Kazuo Sejima, the architect who began her career in Ito’s office, has done the furniture in the children’s area of the library. Karim Rashid, from New York has made a series of sculptural, almost architecturally scaled furniture objects that bring colour to the mainly monochrome structure, especially the entrance level, which is treated like an open public piazza. And the top floor is carpeted green, at Ross Lovegrove’s suggestion, to create what he calls a Garden of Knowledge. It is a theme taken up in the green tree like shelving system to hold cassettes and cds in this area, while the ceiling here is a random pattern of fluorescent tubes.

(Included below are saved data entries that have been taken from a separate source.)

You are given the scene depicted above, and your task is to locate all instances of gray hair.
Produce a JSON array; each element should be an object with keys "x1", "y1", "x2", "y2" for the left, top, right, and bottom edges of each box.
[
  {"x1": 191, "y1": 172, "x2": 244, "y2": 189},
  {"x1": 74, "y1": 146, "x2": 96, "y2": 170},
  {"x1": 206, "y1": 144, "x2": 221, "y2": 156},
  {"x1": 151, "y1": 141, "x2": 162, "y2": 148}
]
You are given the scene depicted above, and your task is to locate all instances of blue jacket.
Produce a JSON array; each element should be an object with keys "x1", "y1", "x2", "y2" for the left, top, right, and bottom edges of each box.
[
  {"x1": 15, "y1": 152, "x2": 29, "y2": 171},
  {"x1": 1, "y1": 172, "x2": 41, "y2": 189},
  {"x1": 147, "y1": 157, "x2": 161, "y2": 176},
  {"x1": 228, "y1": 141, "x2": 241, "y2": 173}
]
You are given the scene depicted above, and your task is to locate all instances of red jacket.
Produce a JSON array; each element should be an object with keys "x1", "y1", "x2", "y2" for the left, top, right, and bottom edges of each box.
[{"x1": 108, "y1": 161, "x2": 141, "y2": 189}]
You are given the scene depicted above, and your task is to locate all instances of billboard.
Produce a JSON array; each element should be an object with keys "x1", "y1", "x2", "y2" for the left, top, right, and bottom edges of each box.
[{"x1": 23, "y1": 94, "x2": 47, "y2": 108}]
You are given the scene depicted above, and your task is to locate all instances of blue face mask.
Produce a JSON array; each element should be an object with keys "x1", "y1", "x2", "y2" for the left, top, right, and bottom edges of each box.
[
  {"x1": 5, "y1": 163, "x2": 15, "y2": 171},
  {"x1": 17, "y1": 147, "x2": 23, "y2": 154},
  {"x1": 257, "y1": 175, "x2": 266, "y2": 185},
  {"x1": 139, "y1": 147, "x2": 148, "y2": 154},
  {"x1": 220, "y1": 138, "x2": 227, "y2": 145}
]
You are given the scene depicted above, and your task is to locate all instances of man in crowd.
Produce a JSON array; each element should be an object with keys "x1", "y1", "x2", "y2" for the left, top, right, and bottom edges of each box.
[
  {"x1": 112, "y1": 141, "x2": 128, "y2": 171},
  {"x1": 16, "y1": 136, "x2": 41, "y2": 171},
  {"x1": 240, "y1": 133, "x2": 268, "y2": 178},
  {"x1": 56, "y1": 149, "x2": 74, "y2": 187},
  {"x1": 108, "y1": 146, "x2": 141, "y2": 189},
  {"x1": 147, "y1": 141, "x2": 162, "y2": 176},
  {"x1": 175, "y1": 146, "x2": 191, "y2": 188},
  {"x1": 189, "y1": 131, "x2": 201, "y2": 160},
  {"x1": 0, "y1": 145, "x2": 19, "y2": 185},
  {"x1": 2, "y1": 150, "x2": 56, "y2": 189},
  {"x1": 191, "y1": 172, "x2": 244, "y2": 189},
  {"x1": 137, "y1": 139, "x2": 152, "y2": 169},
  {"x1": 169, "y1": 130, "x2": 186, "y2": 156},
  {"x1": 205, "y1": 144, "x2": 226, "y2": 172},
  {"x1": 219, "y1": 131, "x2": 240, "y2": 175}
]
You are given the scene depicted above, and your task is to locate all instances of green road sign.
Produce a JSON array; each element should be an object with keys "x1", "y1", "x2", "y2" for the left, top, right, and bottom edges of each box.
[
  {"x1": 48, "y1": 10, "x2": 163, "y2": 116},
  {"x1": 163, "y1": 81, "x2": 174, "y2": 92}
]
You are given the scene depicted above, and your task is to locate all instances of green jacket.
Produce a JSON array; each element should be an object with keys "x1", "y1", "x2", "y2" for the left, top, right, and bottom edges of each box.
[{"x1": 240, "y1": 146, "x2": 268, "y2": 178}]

This is a remarkable building, one which tries very hard at every level to push architecture in a fresh direction, yet never descends into simple minded exhibitionism. It is very Japanese, and yet also belongs to the international architectural mainstream. It’s beautifully made, and yet it relies on the quality of the ideas underpinning its design rather than the jewel like quality of its detail. It’s spatially rich and complex, it has a remarkable presence, and yet it also hints at a wide gap between its architectural ambition and the homely reality of the activities that will take place inside it.